Dumfries & Galloway, where the Finlay’s farm, is home to 45% of Scotland’s dairy industry, so introducing a radically different dairy model in the heart of one of the UK’s biggest dairy regions has not been without challenge.  David added:

“Many people in the farming industry think we’re completely crazy.  Financially it’s been extremely challenging, but the cows and calves just love it. We’ve given ourselves 3 years to break-even and 18 months in, we are already seeing some daylight.  It’s been a steep learning curve and we’ve had to learn a lot of things as we go along, but the benefits are clear.  

“Our cows are living around twice as long as those on an intensive dairy farm and our calves are growing almost twice as quickly as typical dairy calves.  At the same time our reliance on inputs, such as cereals and chemicals, has reduced substantially and we’ve increased the net amount of food in our global food system by around 80%.”  

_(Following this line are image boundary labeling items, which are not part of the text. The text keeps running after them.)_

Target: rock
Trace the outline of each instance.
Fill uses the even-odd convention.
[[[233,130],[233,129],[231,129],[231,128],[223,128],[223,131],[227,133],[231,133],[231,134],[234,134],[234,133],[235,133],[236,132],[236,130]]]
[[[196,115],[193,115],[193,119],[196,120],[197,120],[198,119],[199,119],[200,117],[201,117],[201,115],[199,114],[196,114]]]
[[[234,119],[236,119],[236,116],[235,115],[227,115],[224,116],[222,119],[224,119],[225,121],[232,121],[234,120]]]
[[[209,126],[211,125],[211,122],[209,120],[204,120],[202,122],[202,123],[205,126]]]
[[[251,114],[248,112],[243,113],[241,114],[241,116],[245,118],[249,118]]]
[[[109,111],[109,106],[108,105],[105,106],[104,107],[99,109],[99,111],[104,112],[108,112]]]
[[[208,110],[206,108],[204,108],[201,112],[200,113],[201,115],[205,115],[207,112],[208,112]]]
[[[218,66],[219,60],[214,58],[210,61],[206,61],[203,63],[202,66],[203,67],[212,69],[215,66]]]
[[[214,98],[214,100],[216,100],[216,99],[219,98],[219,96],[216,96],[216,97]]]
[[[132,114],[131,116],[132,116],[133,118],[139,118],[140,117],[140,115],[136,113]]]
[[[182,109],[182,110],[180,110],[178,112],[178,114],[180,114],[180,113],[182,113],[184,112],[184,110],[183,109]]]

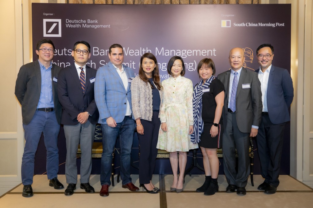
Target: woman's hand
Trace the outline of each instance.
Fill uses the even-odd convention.
[[[167,125],[166,123],[162,123],[161,124],[161,129],[164,132],[167,131]]]
[[[213,138],[215,137],[218,133],[218,128],[214,125],[212,125],[212,127],[210,130],[210,134],[211,135],[211,136]]]
[[[143,126],[140,124],[139,126],[137,126],[137,133],[140,134],[143,134]]]
[[[193,126],[189,126],[189,134],[191,134],[193,133]]]

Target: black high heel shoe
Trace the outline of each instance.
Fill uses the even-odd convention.
[[[159,193],[156,190],[155,190],[154,189],[153,189],[151,191],[149,191],[149,190],[147,189],[146,188],[146,186],[145,186],[144,184],[142,184],[141,185],[141,186],[142,186],[142,188],[144,188],[145,189],[146,189],[146,191],[147,192],[147,193],[148,193],[149,194],[157,194],[157,193]]]

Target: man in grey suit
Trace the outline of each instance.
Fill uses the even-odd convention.
[[[136,127],[131,111],[131,83],[135,75],[132,70],[122,64],[121,46],[114,44],[109,51],[110,62],[98,69],[95,82],[95,99],[102,130],[100,195],[104,196],[109,196],[112,153],[118,137],[122,187],[133,191],[139,190],[131,177],[131,153]]]
[[[80,188],[94,193],[89,183],[91,172],[91,151],[95,129],[99,118],[94,86],[97,71],[86,65],[90,58],[90,45],[84,41],[74,44],[72,56],[75,61],[59,74],[58,91],[62,105],[61,123],[66,141],[65,175],[69,184],[66,195],[74,193],[77,181],[76,153],[80,143]]]
[[[249,176],[249,138],[258,133],[262,110],[262,94],[257,74],[242,67],[244,50],[233,48],[229,60],[231,69],[218,75],[225,87],[223,108],[224,125],[223,149],[227,192],[245,195]],[[235,169],[236,149],[238,171]]]
[[[54,46],[49,39],[36,45],[38,60],[22,66],[15,85],[15,94],[22,105],[25,146],[22,162],[22,196],[33,195],[32,184],[35,154],[42,133],[47,150],[47,172],[49,185],[56,189],[64,188],[58,180],[59,149],[61,109],[57,83],[60,68],[51,60]]]
[[[257,141],[261,174],[264,178],[258,189],[269,194],[276,193],[279,184],[284,130],[286,123],[290,120],[288,109],[294,97],[289,72],[272,65],[274,52],[270,44],[259,46],[256,54],[260,68],[255,71],[262,91],[263,109]]]

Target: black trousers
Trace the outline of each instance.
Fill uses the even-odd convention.
[[[277,187],[279,184],[280,158],[285,123],[274,124],[268,115],[262,115],[257,142],[264,182]]]
[[[158,118],[159,111],[153,111],[151,121],[142,119],[144,134],[138,134],[140,145],[139,160],[139,181],[142,184],[150,182],[154,171],[157,154],[156,144],[161,122]]]

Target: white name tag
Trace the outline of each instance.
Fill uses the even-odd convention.
[[[95,80],[96,79],[95,77],[93,77],[92,78],[90,78],[89,79],[89,80],[90,81],[90,83],[93,83],[95,82]]]
[[[250,84],[242,84],[242,89],[245,89],[246,88],[250,88],[251,87],[250,87]]]
[[[203,89],[202,90],[202,92],[210,92],[210,88],[206,89]]]

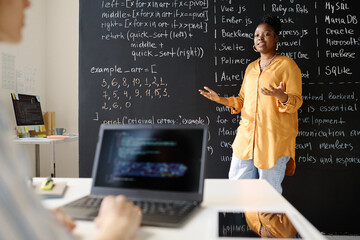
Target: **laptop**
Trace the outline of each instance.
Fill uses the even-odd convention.
[[[142,209],[142,225],[178,227],[203,200],[207,127],[101,125],[90,195],[62,209],[93,220],[107,195]]]

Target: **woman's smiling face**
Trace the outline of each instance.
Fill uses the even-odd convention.
[[[260,24],[254,34],[254,46],[260,53],[271,53],[275,51],[275,44],[279,36],[274,29],[267,24]]]

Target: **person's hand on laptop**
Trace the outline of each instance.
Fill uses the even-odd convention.
[[[107,196],[101,203],[95,224],[99,229],[96,239],[130,240],[141,223],[141,210],[124,196]]]
[[[54,214],[56,221],[67,228],[69,231],[72,231],[76,227],[74,219],[62,211],[61,208],[55,208],[51,211]]]

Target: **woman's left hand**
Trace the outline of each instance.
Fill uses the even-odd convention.
[[[273,87],[269,84],[269,88],[262,87],[260,92],[266,96],[273,96],[279,99],[280,102],[285,103],[288,100],[288,95],[284,93],[284,85],[280,82],[278,87]]]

While the Finlay’s are the largest farm in the UK to adopt this approach (and the only one in Scotland) they are by no means on their own.  Last month a new website was launched which lists another seven farms who have adopted the same approach.  It’s a supportive network of pioneering farms which between them produce a diverse mix of Cow with Calf dairy products.   

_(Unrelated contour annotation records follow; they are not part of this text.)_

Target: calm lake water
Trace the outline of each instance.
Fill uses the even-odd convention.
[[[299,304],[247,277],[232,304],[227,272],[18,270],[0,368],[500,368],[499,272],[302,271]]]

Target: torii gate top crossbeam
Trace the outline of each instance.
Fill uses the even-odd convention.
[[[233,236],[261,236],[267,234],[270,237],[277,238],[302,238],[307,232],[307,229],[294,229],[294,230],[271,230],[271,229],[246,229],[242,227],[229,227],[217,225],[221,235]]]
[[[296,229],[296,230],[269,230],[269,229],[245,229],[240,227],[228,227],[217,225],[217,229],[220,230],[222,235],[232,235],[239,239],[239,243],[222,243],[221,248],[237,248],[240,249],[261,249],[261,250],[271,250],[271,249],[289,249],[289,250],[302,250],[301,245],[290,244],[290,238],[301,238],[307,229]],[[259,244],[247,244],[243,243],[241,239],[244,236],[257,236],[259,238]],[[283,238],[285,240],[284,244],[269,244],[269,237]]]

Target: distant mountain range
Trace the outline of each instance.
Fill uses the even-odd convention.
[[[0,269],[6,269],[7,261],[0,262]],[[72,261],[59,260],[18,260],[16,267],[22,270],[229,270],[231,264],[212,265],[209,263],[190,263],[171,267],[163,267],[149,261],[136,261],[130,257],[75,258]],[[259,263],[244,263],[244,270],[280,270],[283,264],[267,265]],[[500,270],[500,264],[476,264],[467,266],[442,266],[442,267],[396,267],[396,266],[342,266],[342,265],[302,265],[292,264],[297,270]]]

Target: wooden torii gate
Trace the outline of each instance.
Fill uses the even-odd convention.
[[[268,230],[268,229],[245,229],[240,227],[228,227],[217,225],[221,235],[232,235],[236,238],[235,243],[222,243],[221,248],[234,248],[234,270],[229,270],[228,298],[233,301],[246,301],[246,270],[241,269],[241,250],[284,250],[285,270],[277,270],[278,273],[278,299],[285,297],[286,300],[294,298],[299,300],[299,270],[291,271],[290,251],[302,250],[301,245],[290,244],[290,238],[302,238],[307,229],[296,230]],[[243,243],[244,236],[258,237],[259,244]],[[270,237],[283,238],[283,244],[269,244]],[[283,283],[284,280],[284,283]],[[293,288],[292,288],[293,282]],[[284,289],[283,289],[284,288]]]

Artisan cheese is the product the Finlay’s have chosen to focus on and their new The Ethical Dairy cheese brand is being launched this month through independent retailers, specialist cheese outlets and direct through their own website.  

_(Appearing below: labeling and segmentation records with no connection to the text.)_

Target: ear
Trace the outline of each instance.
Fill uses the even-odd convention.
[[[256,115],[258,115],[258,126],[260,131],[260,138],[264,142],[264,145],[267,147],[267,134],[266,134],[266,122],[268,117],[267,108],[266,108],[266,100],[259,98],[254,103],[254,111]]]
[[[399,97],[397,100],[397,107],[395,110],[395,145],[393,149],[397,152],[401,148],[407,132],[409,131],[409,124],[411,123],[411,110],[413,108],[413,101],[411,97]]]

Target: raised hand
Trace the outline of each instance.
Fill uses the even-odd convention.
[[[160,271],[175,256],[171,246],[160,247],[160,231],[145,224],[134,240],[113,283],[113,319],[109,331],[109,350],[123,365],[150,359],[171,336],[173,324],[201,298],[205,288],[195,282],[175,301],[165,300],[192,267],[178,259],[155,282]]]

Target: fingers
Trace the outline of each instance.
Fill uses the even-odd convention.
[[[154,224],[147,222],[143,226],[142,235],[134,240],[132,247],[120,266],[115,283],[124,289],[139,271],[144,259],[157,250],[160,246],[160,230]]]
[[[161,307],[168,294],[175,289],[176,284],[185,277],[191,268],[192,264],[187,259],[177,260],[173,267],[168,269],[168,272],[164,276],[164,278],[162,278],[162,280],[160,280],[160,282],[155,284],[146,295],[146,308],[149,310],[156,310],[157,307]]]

The opportunity to help establish a new range of artisan cheeses has captured in the interest of award winning cheesemaker Stephen Palmer who joined the business last month from the Isle of Mull.  Stephen specialises in unpasteurised and blue cheese and cheesemaking is in his genes, with Stephen’s uncle Ernie Wagstaff one of only a handful of cheesemakers ever entrusted to produce Colston Bassett’s famed Shropshire Blue.   Stephen said: 

“It is very exciting to be tasked with the job of creating new cheeses from the exceptional milk produced here.  David and Wilma are true pioneers in the dairy industry and I’m looking forward to working with them to create world class cheeses that are as delicious as they are ethically sound.”

For David Finlay the launch of The Ethical Dairy is only the start of the journey, not the end.  His goal is to ‘revolutionise the dairy industry’ by persuading other farmers of the benefits of this new system.  He said: 

“We’ve given ourselves three years to get things to the point where another farmer could visit us and say ‘I could do that’. We also need to get independent professional organisations to study the model and give it their seal of approval and we need to finance the project - we are tenant farmers and banks get very nervous about risky experiments! 

“If all goes to plan we hope to demonstrate that food from the dairy industry can be produced with compassion for our animals, for our people and for our environment. We also hope to show that far from being expensive, food produced this way can actually cost us less.  This is just the beginning.”